The Ruins rose up out of the verdant overgrowth like a sentinel. The clean rise of its five stories was almost startling in the open valley; all other structures had been razed during the Shift. No one knew why the Ruins had withstood the global convolutions. Perhaps, thought Grace, the Goddess had left it for them to live in. The great edifice was pocked with chips and smeared with dirt and sooty smoke. There was no glass in any windows; the women had long ago broken out what shards remained in the frames and sometimes used them for cutting. Grace thought the glass wonderful and felt sad that the art of creating it had been lost. Pat had said it was made from molten sand, but Grace wondered about that. Glass was clear, and sand was not; and anyway, who could melt sand? Only the Goddess, she was sure. That was another enigma she felt was better left alone. Someone wiser than she might understand; she was content not knowing.

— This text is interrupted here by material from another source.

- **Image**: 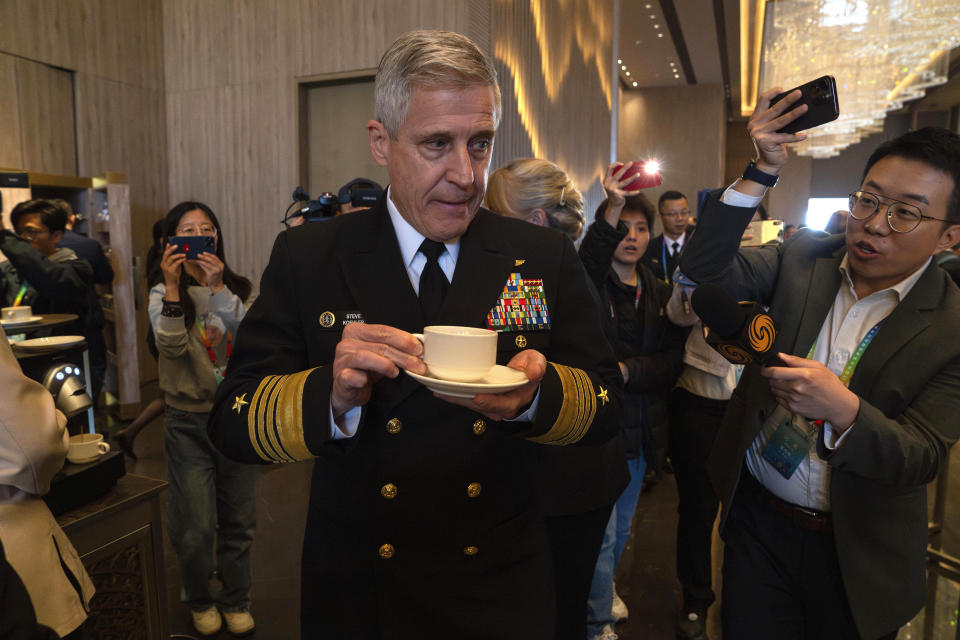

“Well, finally!” Pat said as Grace carried the buckets into the kitchen. The women had already measured out their ingredients for the day’s bread, and the fires were laid under the big oven chambers. Susie and Myr had their laundering buckets out, just waiting for fresh water to wash with. Grace gave over her buckets, one to Pat for the bakers and one to Susie, stood quietly while they transferred the water and then took back her empty buckets for her second trip to the stream. There was water needed for drinking, for bathing
and for cleaning the kitchen, for watering the garden and for the small animals. There seemed no end to their need for water.
That was something else the old stories told—how water had come into every house through pipes before the Shift. That was almost incomprehensible to Grace. What a massive undertaking! She could not imagine the work involved in that sort of accomplishment but hoped, if the Sibling saw fit in the wisdom of the Goddess, that this strange feat could be done again. Some of the things the older people talked about seemed no loss to Grace; she could certainly live without them. But there were some aspects of the world before the Shift that sounded wondrous and exciting, and Grace hoped the Sibling would reinstate those things. That is, if Grace were still alive when Greer came. For years she had taken the Prophecy at face value, as she was told: the Sibling would come and deliver the people from chaos. She had always expected to see that day until two winters ago when old Nessa had died. The weathered old woman—oldest in the colony—had cried, knowing she would never see the glory of Greer’s coming. She, like Grace up until then, had assumed their deliverance would be within her lifetime. The disappointing realization shook Grace much as it had Nessa. After all, the coming of the Sibling was what everyone waited for, hoped for, prayed for. How awful not to be alive when it finally came!
In a tearful panic, the then twelve-year-old Grace had voiced her fears to her mother and Pat, terse as always, had simply said, “You will see it.” The simple statement was not enough to override Grace’s fears, although eventually she understood that Pat knew and Pat spoke the Goddess’ truth. Pat had the dream of the Prophecy—something Grace had never had—and Pat knew things. If Pat said Grace would see the Prophecy fulfilled, then Grace would probably see it. But still that small doubt remained.